PHP :: Bug #72685 :: No support for PCRE_NO_UTF

Bug #72685

No support for PCRE_NO_UTF_CHECK flag

Submitted:

2016-07-27 02:13 UTC

Modified:

2019-03-18 12:26 UTC

Votes:	1
Avg. Score:	2.0 ± 0.0
Reproduced:	0 of 1 (0.0%)

From:

ju1ius at laposte dot net

Assigned:

nikic (profile)

Status:

Closed

Package:

PCRE related

PHP Version:

Irrelevant

OS:

Debian Sid

Private report:

CVE-ID:

None

View Developer Edit

[2016-07-27 02:13 UTC] ju1ius at laposte dot net

Description:
------------
When matching in UTF8 mode ('u' flag), the `preg_match` function checks the validity of the entire input string on every call.

PCRE2 has a flag to disable this behavior: `PCRE2_NO_UTF_CHECK`, but PHP does not expose it.

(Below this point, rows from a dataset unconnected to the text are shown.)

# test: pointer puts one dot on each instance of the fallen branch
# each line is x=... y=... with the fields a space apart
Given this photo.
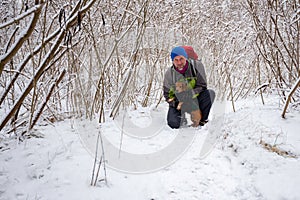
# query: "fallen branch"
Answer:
x=275 y=149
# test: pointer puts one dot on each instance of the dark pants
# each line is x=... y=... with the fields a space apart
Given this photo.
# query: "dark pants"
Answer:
x=205 y=100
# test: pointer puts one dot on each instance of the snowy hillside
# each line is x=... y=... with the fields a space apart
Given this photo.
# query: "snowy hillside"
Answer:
x=238 y=166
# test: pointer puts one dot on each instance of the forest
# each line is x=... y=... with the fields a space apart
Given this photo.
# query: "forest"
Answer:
x=84 y=58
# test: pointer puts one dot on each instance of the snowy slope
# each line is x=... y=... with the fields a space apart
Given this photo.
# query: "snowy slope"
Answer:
x=223 y=160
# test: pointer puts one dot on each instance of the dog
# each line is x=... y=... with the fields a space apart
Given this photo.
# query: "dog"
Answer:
x=196 y=115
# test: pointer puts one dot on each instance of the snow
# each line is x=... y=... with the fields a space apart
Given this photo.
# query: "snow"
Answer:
x=222 y=160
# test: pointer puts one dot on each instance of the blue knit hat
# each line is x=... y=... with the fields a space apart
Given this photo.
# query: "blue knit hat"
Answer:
x=178 y=51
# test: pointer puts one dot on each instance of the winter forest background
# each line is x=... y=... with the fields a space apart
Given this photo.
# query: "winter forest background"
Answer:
x=61 y=59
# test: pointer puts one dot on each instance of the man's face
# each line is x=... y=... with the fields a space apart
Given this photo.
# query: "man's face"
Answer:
x=179 y=62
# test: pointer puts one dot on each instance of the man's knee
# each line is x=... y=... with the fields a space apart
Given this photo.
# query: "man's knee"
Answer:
x=174 y=124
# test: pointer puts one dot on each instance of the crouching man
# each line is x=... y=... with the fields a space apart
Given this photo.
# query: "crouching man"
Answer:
x=185 y=89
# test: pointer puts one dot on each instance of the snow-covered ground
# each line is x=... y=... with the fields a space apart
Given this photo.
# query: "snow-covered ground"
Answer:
x=226 y=159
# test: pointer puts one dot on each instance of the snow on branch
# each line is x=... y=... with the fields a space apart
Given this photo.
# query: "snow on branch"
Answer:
x=21 y=16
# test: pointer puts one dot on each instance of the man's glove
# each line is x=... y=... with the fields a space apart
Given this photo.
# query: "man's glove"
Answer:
x=189 y=103
x=173 y=102
x=185 y=96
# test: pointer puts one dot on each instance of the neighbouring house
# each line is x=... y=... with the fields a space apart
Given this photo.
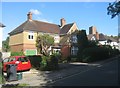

This means that when matching a lot of times against the same (potentially long) input string (for example for lexical analysis), a lot of unnecessary computations are performed, leading to catastrophic performance (`O(n²)` instead of expected `O(n)`).





Test script:
---------------
// see online at https://3v4l.org/Duv7g
$input_size = 1e4;
$str = str_repeat('a', $input_size);

$start = microtime(true);
$pos = 0;
while(preg_match('/\G\w/', $str, $m, 0, $pos)) ++$pos;
$end = microtime(true);

echo '>>> NO u flag: ', number_format(($end - $start)*1000, 6), 'ms', PHP_EOL;

$str = str_repeat('e', $input_size);

$start = microtime(true);
$pos = 0;
while(preg_match('/\G\w/u', $str, $m, 0, $pos)) ++$pos;
$end = microtime(true);

echo '>>> WITH u flag: ', number_format(($end - $start)*1000, 6), 'ms', PHP_EOL;

Expected result:
----------------
I expect the two loops to take roughly the same amount of time, with the second one being slower by a very short margin.
The performance should be `O(n)` for the two.

Actual result:
--------------
With $input_size === 1e4:
>>> NO u flag:     9.632111ms
>>> WITH u flag: 109.670877ms

With $input_size === 1e5:
>>> NO u flag:       96.043110ms
>>> WITH u flag: 10,151.215076ms

With $input_size === 2*1e5:
>>> NO u flag:      188.354015ms
>>> WITH u flag: 40,387.295008ms

Looks like we have the expected `O(n)` in first case,
and `O(n²)` with the /u flag.

Patches

Pull Requests

Pull requests:

adds PREG_NO_UTF8_CHECK flag (php-src/2035)

History

AllCommentsChangesGit/SVN commitsRelated reports

[2016-07-27 02:48 UTC] ju1ius at laposte dot net

For reference, a quote from PCRE docs:
http://www.pcre.org/current/doc/html/pcre2unicode.html


When the PCRE2_UTF option is set, the strings passed as patterns and subjects are (by default) checked for validity on entry to the relevant functions. If an invalid UTF string is passed, an negative error code is returned. The code unit offset to the offending character can be extracted from the match data block by calling pcre2_get_startchar(), which is used for this purpose after a UTF error.

...

The entire string is checked before any other processing takes place. In addition to checking the format of the string, there is a check to ensure that all code points lie in the range U+0 to U+10FFFF, excluding the surrogate area. The so-called "non-character" code points are not excluded because Unicode corrigendum #9 makes it clear that they should not be.

...

In some situations, you may already know that your strings are valid, and therefore want to skip these checks in order to improve performance, for example in the case of a long subject string that is being scanned repeatedly. If you set the PCRE2_NO_UTF_CHECK option at compile time or at match time, PCRE2 assumes that the pattern or subject it is given (respectively) contains only valid UTF code unit sequences.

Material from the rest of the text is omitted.